« Je porte la jupe » : Comment être l’allié des filles?

Se présenter à l’école en jupe, voilà l’action posée par des garçons du secondaire depuis la semaine dernière pour dénoncer les codes vestimentaires sexistes qui persistent dans les établissements scolaires du Québec. Pour eux, le défi est de savoir comment être un allié dans un mouvement social qui concerne principalement les filles.

« La première chose à retenir c’est de ne pas parler “à la place de”, mais d’agir “en solidarité avec” », statue la professeure titulaire au département de sciences politiques à l’Université de Montréal, Pascale Dufour. 

Selon elle, un allié doit savoir reconnaître sa position de privilège dans la société et l’utiliser afin de créer des occasions de prise de parole pour les personnes généralement mises de côté.
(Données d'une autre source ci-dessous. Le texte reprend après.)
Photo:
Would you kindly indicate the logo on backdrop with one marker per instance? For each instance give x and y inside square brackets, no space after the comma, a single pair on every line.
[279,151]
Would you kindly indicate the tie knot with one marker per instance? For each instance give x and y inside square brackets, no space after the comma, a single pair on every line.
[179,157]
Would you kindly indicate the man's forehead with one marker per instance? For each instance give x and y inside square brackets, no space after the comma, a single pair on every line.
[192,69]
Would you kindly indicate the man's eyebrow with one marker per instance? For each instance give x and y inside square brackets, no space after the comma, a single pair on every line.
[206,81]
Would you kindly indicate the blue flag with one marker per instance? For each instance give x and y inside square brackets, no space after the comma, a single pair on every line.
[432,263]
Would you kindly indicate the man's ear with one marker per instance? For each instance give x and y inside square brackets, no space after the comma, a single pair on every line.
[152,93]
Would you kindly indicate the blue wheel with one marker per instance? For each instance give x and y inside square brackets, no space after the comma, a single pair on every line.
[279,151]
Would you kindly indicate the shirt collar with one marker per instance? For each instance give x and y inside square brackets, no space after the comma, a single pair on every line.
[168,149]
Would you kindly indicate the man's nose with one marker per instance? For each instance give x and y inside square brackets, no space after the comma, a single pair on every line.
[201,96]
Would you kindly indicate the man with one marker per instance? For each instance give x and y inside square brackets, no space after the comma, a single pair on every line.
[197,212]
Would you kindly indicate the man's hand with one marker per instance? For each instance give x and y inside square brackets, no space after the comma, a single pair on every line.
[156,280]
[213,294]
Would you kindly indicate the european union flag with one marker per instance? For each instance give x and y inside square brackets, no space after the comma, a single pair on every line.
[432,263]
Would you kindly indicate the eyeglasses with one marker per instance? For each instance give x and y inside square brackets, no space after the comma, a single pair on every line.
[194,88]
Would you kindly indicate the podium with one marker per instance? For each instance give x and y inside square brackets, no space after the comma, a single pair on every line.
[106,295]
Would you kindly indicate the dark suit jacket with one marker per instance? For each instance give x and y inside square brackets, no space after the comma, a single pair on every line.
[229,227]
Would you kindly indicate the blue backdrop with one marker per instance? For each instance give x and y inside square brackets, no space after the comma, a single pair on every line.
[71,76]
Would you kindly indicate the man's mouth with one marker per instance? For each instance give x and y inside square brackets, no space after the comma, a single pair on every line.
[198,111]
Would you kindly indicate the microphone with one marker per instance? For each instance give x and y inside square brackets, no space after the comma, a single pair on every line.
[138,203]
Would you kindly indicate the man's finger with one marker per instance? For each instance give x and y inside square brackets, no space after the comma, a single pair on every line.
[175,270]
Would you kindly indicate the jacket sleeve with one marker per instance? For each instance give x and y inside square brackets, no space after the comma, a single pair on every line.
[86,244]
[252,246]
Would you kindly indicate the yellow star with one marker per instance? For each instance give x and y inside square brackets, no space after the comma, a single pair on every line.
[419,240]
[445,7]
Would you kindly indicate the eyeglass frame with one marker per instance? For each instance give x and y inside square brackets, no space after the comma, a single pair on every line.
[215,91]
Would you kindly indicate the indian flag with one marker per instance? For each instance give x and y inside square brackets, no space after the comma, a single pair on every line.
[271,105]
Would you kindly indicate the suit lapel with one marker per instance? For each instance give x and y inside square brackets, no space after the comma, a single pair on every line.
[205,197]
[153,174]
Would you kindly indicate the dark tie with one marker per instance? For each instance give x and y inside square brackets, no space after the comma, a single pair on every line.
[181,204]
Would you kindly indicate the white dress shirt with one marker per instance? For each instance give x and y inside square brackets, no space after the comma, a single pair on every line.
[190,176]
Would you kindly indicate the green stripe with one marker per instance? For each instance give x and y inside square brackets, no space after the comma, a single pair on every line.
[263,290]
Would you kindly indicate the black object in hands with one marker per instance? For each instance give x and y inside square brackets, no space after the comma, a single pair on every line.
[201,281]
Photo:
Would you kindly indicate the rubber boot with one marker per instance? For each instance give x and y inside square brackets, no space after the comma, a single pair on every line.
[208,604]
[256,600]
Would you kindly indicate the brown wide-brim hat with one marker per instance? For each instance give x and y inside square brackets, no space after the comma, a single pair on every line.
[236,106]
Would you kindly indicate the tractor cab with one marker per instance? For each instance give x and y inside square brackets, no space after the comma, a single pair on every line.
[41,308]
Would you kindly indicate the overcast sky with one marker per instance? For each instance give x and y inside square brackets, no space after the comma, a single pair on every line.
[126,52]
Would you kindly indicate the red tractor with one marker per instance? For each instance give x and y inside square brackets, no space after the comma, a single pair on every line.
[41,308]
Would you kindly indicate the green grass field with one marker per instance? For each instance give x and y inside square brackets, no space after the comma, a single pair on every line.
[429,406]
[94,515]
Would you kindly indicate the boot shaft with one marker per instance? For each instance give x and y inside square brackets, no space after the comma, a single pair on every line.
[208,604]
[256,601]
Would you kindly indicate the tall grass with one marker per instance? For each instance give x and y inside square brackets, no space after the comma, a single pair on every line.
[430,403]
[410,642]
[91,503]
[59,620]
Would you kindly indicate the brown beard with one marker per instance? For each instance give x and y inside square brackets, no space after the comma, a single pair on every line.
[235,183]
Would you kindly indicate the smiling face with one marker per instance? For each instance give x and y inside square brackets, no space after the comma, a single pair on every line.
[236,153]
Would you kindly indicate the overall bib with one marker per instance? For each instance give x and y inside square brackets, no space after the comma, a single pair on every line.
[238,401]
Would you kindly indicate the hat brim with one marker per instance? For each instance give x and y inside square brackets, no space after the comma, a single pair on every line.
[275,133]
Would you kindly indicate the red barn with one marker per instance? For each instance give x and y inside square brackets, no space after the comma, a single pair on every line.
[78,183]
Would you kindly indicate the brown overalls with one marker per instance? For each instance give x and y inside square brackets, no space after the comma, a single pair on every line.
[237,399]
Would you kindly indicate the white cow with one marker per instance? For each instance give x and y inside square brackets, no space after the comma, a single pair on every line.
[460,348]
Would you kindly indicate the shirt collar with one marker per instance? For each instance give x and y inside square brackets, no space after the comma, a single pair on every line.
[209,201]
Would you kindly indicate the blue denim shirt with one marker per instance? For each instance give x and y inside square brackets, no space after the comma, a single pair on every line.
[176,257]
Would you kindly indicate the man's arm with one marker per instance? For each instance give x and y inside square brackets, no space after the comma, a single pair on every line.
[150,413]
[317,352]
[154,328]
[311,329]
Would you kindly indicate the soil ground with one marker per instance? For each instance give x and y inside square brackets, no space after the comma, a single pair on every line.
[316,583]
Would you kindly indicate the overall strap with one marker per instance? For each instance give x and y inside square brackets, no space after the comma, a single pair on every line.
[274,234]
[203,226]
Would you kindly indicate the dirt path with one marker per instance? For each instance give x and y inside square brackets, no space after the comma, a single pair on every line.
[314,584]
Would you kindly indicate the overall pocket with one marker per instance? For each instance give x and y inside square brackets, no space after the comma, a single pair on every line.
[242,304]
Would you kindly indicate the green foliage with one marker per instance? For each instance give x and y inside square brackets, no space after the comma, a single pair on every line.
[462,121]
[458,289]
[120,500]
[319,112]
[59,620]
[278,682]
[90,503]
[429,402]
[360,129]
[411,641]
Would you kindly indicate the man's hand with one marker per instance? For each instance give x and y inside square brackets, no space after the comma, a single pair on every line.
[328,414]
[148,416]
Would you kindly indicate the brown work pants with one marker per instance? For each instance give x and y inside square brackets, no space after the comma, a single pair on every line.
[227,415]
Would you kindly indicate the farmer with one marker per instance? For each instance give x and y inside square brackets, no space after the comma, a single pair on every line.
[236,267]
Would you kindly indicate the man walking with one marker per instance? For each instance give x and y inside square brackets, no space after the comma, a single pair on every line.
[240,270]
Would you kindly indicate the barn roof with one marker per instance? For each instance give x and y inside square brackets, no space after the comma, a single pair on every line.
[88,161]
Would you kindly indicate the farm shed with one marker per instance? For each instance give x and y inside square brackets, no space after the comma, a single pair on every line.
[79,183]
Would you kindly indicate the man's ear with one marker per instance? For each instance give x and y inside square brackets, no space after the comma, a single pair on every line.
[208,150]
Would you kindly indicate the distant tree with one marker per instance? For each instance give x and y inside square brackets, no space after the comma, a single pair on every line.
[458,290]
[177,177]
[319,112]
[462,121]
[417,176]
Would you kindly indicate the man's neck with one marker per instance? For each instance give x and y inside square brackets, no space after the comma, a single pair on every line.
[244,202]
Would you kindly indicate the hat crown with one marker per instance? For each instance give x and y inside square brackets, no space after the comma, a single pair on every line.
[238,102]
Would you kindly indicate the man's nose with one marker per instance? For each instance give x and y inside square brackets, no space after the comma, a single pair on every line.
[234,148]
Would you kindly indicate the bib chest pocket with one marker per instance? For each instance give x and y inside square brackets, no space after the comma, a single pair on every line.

Certaines personnes reprochent à la société d’avoir attendu que des garçons portent la jupe en classe pour s’ouvrir à la cause du code vestimentaire défendue par les filles depuis plusieurs années. Alors qu’on lance des fleurs aux garçons pour leur aplomb, les filles sont encore renvoyées chez elles lorsque leur jupe est jugée trop courte.

« Les directions des écoles secondaires et les médias ont réagi, mais ça fait des décennies que les filles se mobilisent pour protester contre certaines réglementations du code de vie », illustre Mme Dufour, qui se spécialise entre autres en militantisme.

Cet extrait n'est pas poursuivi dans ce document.